If it's the latter explanation, then that's somewhat interesting. The same sort of lack of attention to legal and administrative details is exactly what would get him into trouble in 2004...
Update 6: Chapter 3 gets into the history of Bryan and Cobra Video. Some of the examples given are excellent in depicting just how creepy this all was, ie, a film description by Kocis: "I had to get three forms of ID on little Jonathan as this nineteen-year-old guy looks much younger than his years." Oh, if only that'd really been his standard practice ...
Then we get to one of the most important parts of the book...if not THE most important part. The section "Enter Sean Lockhart as "Brent Corrigan."" Now, here's the part where Bryan sees Brent on webcam for the very first time, and afterwards, Brent is convinced to do underage porn. This is where it all began.
So, it's important IMO to get this exactly right. And the book here...CAME SO CLOSE...but not quite. It fell short, I would say, by one sentence.
The book covers all the salient details, namely: 1) "Lockhart attributes pressure from both his boyfriend and Kocis for deciding to go ahead with the deception." and 2) "Believing a lie about his actual age was "no big deal" and that "nobody would get in trouble and that it was common that boys worked underage in the industry," (Number 2 could have been a bit better written, however: "His boyfriend convinced him that believing a lie ... etc." would have been much better. Make it clear to the audience where the blame for this misperception lies).
But the big thing that is missing here, is any sort of explanation of WHY the boyfriend acted as he did. Siren's Tale and Brent's interview with Jason Sechrest covered Christian Henriquez' (the boyfriend in question) motive very clearly: He was previously rejected as a Cobra model (didn't have the looks), but found a way to weasel back in by offering himself and Brent as a package deal. And so, he convinced Brent to lie about his age, and convinced him it was "no big deal."
The boyfriend's motive here for instigating this deception is very important, IMO. Without it, an uninitiated reader is tempted to be overly skeptical of Brent's account. "Why would this boyfriend do this?
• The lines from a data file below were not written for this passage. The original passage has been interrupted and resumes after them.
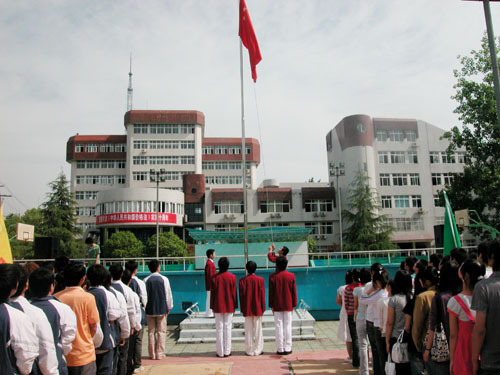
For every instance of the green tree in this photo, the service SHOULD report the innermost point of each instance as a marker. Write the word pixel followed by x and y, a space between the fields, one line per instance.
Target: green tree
pixel 122 245
pixel 170 245
pixel 477 188
pixel 58 215
pixel 366 229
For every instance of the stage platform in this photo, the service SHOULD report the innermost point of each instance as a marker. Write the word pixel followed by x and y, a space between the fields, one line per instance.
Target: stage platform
pixel 199 329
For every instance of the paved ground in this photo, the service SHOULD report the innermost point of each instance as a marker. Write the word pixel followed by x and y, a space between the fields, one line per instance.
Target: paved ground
pixel 324 355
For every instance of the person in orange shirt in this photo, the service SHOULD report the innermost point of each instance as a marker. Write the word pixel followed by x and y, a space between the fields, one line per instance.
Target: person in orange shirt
pixel 81 359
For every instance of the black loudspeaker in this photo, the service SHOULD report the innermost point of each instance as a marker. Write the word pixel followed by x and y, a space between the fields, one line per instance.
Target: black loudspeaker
pixel 438 235
pixel 47 247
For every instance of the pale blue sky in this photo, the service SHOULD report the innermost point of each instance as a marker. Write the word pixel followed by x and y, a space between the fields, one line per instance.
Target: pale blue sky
pixel 64 71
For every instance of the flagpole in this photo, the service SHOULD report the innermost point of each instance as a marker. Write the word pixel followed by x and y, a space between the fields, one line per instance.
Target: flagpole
pixel 243 159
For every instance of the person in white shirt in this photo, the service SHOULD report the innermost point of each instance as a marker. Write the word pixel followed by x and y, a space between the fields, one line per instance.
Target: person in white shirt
pixel 19 344
pixel 371 295
pixel 60 316
pixel 134 359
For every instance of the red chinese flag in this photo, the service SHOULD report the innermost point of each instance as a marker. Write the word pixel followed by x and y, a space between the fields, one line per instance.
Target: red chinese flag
pixel 248 38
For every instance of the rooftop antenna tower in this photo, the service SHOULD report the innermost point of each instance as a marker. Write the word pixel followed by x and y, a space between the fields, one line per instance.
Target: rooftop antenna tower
pixel 130 90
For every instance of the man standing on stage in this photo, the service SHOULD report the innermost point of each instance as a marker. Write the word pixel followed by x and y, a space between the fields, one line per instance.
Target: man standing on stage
pixel 223 301
pixel 252 306
pixel 271 255
pixel 282 300
pixel 210 271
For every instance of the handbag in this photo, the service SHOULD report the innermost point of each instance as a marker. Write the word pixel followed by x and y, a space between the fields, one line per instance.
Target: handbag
pixel 390 366
pixel 399 352
pixel 440 352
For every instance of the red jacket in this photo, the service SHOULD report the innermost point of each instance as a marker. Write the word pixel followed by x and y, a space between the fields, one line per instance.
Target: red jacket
pixel 282 291
pixel 223 295
pixel 272 256
pixel 210 271
pixel 252 295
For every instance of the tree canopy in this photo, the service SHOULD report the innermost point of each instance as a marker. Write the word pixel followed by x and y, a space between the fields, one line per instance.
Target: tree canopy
pixel 366 228
pixel 477 188
pixel 170 245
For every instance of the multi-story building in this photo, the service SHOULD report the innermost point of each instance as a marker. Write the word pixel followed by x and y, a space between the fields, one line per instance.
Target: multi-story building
pixel 407 164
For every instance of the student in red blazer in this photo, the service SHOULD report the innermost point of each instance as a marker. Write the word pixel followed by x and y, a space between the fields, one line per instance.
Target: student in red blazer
pixel 282 300
pixel 210 271
pixel 271 255
pixel 223 301
pixel 252 306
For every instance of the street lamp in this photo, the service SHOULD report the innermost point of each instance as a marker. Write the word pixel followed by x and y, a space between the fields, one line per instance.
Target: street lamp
pixel 338 169
pixel 157 176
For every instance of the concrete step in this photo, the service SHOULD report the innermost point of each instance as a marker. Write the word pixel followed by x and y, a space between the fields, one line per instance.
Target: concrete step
pixel 199 329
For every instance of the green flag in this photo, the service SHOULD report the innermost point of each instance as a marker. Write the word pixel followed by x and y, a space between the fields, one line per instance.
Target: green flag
pixel 451 238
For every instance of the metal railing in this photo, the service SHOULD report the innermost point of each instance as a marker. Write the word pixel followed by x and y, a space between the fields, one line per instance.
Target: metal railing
pixel 315 260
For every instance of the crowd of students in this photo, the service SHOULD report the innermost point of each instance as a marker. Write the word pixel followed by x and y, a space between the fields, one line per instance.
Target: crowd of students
pixel 65 318
pixel 445 309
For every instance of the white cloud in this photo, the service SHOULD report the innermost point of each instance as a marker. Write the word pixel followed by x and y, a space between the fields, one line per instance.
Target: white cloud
pixel 64 71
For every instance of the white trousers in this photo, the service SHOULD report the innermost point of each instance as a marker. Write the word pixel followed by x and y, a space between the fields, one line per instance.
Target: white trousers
pixel 223 326
pixel 283 326
pixel 208 311
pixel 254 341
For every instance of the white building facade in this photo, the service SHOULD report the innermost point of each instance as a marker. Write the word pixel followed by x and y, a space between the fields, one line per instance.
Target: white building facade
pixel 407 164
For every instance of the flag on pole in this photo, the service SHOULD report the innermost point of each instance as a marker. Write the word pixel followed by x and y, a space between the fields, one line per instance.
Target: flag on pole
pixel 451 238
pixel 5 252
pixel 248 38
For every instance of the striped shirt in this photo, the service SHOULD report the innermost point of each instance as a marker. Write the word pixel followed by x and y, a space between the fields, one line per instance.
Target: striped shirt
pixel 349 298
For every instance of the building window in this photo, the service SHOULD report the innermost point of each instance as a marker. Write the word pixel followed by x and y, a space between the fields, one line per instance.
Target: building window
pixel 187 159
pixel 228 207
pixel 318 205
pixel 436 179
pixel 383 157
pixel 140 145
pixel 234 150
pixel 92 147
pixel 120 147
pixel 461 157
pixel 397 157
pixel 187 145
pixel 275 206
pixel 411 135
pixel 448 178
pixel 207 150
pixel 414 179
pixel 399 179
pixel 434 157
pixel 396 135
pixel 416 201
pixel 386 201
pixel 220 150
pixel 447 158
pixel 140 128
pixel 412 157
pixel 140 176
pixel 107 147
pixel 381 135
pixel 385 179
pixel 140 160
pixel 401 201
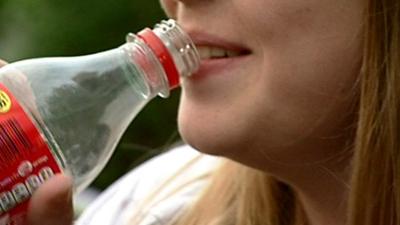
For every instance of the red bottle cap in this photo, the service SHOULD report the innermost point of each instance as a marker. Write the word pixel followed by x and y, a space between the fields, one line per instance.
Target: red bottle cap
pixel 162 53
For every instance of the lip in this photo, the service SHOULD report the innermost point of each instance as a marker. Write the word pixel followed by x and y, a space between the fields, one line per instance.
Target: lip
pixel 216 66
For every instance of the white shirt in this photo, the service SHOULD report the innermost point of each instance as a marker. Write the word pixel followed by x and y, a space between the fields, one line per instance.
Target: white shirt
pixel 118 203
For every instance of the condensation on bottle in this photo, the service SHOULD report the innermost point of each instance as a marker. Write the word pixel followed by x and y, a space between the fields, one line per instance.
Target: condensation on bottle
pixel 67 114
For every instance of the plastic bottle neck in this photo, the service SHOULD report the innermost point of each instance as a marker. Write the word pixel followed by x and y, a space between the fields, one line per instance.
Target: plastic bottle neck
pixel 170 53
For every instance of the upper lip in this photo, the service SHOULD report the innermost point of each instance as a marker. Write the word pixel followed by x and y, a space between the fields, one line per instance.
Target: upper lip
pixel 204 39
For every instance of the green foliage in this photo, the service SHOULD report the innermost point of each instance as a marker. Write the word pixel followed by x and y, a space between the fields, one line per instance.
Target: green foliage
pixel 38 28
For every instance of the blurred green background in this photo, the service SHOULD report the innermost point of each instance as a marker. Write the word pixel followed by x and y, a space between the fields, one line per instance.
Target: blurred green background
pixel 38 28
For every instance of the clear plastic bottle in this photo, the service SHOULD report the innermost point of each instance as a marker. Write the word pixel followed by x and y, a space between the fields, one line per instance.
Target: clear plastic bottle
pixel 80 107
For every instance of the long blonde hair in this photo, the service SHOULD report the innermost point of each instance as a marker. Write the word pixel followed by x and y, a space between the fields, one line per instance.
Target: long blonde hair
pixel 375 187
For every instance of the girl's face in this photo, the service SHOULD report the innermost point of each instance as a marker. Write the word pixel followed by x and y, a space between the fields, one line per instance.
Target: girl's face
pixel 277 78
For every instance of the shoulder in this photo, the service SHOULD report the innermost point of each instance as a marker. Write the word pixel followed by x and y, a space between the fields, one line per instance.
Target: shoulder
pixel 182 169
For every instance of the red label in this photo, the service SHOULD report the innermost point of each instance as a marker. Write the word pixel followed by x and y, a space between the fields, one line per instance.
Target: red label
pixel 25 160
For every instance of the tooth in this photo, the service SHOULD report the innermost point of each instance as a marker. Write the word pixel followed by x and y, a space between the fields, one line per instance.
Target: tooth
pixel 218 52
pixel 232 53
pixel 204 52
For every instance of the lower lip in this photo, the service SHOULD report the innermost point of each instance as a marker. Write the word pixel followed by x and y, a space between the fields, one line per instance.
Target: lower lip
pixel 218 66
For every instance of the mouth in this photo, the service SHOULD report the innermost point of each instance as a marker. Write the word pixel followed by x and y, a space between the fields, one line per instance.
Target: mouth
pixel 216 52
pixel 218 55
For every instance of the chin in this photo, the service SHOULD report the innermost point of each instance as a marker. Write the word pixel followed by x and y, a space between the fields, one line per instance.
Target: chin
pixel 211 134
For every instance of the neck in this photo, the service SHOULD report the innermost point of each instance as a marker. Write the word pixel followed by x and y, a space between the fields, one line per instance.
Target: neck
pixel 324 199
pixel 321 185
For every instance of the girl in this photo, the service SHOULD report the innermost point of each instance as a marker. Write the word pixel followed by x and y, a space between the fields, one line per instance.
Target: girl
pixel 298 101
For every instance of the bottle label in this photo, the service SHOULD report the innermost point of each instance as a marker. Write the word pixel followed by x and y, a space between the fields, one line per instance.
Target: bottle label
pixel 25 159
What's in it for him?" I can imagine the uninitiated reader thinking.
Now, as you all know, I healthy respect for skepticism. But skepticism needs to be well founded and well informed. And by not mentioning WHY the boyfriend did what he did in this case, conditions exist for an unwarranted level of skepticism to breed here.
And this is a pet peeve of mine, I will admit. To this day I still see comments about Brent, to the effect that he "knowingly lied about his age", without mentioning the two highly important details 1) he was coerced into it by his boyfriend at the time and 2) his boyfriend deceived him as to what the consequences would be. Those additional details need to enter the conversation.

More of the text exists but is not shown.